A major international study has found that rapidly lowering blood pressure safely reduces the risk of bleeding in the brain in stroke patients being treated with clot-busting drugs. The research, which was led in the UK by the University of Leicester and funded by the Stroke Association, will be published today (7 February) in The Lancet.
Most strokes (85 per cent) are ischaemic, which are caused by a blood clot blocking an artery leading to the brain. In this situation, doctors may inject a clot-busting medicine (a process known as thrombolysis) to break down and disperse the clot and restore blood flow. Thrombolysis reduces the brain damage caused by the stroke, especially when given as early as possible within the first four- and-a-half hours after the stroke occurs. However, it carries a small risk of serious bleeding to the brain.
The study investigated whether lowering a stroke patient’s systolic blood pressure (the top number in a blood pressure reading) to less than 140 millimetres of mercury (mm Hg) could safely reduce the risk of bleeding in the brain and lessen post-stroke disability better than lowering systolic blood pressure to the current recommended target of 180 mm Hg or less, for up to three days.
Researchers found that significantly fewer patients had bleeding in the brain after intensive compared to standard blood pressure management. Incidence of serious bleeds in the brain was also lower with intensive blood pressure reduction. Further, no harm was identified for intensive blood pressure management.
Crucially, the research teams also found that while there was no harm in intensively lowering blood pressure, neither did it significantly improve post-stroke recovery.
Professor Tom Robinson, Head of the Department of Cardiovascular Sciences at the University of Leicester and Professor of Stroke Medicine at Leicester’s Hospitals, explained: “Bleeding in the brain can be a major side-effect of clot-busting stroke treatment. While more intensive blood pressure lowering is associated with reduced bleeding risk, there has been a longstanding belief that this additional treatment could worsen the stroke damage to the brain, causing higher levels of disability in patients over the longer term.”
Professor Robinson, who is also the Stroke Specialty Lead for the National Institute for Health Research (NIHR), added: “These findings highlight the need to understand the underlying mechanisms of benefit and harm of early intensive blood pressure lowering in the patients that also receive modern reperfusion therapy, which is the name we give to the combination of thrombolysis and clot dispersion using mechanical devices inserted into arteries. This is especially so, given that the reduction in bleeding in the brain failed to translate into improvements in overall recovery of patients.”
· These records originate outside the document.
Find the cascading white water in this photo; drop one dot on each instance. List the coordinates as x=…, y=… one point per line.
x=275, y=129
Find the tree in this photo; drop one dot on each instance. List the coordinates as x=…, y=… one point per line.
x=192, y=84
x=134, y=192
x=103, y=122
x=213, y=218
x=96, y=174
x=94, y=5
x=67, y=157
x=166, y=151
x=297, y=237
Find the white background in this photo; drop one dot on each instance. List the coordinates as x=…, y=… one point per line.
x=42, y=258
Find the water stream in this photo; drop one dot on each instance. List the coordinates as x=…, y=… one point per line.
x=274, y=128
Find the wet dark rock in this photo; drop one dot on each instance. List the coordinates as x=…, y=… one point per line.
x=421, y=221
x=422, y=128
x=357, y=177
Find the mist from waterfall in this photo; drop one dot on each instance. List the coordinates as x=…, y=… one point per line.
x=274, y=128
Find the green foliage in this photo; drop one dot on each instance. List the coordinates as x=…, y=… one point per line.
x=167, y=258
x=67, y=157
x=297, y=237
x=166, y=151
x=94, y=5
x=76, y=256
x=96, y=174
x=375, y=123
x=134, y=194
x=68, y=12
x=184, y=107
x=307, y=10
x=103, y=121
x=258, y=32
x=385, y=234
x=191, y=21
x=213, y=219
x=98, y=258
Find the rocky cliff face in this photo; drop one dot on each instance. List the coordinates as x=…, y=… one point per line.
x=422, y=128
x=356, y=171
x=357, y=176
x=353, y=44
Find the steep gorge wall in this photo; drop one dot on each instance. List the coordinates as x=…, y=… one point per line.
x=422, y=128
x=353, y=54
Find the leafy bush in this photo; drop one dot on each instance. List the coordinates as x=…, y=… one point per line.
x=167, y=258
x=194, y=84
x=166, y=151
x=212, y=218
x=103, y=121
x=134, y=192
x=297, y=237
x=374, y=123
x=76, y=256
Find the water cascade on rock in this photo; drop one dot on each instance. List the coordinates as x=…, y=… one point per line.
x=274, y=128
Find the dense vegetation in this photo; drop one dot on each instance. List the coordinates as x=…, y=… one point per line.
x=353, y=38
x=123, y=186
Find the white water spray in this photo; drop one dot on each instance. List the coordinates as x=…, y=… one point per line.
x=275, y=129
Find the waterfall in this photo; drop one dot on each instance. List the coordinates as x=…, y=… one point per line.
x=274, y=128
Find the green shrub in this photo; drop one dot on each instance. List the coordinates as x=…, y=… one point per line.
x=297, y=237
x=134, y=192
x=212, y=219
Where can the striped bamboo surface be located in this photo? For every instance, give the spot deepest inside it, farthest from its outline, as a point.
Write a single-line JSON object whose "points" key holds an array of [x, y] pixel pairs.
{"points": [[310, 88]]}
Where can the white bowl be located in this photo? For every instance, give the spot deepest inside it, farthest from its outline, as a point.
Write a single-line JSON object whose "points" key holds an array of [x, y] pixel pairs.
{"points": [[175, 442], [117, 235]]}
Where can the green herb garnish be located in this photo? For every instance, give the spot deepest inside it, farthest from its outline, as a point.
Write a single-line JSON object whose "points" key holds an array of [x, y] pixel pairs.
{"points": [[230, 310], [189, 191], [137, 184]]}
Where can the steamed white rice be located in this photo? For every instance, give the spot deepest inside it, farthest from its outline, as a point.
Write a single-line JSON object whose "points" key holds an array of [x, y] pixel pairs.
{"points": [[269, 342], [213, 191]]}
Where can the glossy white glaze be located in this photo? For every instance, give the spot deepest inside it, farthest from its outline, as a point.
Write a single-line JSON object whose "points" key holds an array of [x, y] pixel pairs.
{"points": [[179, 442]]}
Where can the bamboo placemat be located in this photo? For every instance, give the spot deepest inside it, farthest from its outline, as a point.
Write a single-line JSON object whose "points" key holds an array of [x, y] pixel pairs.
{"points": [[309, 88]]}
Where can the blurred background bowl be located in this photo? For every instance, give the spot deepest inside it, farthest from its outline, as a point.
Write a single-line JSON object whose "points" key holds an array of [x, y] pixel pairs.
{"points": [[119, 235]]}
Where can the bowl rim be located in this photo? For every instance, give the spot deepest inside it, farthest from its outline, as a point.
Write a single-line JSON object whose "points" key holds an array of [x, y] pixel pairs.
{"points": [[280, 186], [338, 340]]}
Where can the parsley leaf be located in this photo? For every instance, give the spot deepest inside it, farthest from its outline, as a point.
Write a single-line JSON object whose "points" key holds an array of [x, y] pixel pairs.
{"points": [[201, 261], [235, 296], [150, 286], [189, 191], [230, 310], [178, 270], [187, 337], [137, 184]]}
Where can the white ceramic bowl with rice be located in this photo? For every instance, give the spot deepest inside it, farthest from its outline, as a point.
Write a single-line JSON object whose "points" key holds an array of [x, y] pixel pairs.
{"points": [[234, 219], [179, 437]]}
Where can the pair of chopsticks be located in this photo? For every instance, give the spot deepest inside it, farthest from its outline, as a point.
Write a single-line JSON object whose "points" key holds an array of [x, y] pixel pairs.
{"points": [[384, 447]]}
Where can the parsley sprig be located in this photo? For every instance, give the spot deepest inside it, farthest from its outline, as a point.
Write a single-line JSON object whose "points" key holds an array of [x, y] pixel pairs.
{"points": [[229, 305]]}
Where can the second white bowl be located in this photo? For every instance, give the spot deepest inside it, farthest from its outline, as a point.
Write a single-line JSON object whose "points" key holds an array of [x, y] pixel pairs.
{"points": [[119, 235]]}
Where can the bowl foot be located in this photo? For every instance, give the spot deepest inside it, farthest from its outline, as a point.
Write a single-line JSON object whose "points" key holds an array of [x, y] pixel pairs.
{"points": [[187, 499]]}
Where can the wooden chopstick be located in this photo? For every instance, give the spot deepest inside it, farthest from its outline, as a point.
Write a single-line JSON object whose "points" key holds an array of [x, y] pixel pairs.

Hilary Reynolds, Executive Director for Strategy and Research at the Stroke Association said: “Previously we haven’t known the impact on a patient of intensively reducing their blood pressure during treatment. That was a cause of concern for both patients and clinicians and it’s why we wanted to fund this study.
“Findings from this research should provide reassurance that this approach to thrombolysis can be done safely. We’d like to see more research that leads to safer treatments and also people making better recoveries.”
The study was led in the UK by the University of Leicester and was co-ordinated in the UK from the NIHR Leicester Biomedical Research Centre (BRC). It is hoped that the study, which was led by a team at The George Institute for Global Health in Australia of more than 2,000 patients at 110 hospital sites in six countries, over several years, will inform future clinical guidelines.
The study, ‘Enhanced Control of Hypertension and Thrombolysis Stroke (ENCHANTED) study is published in The Lancet.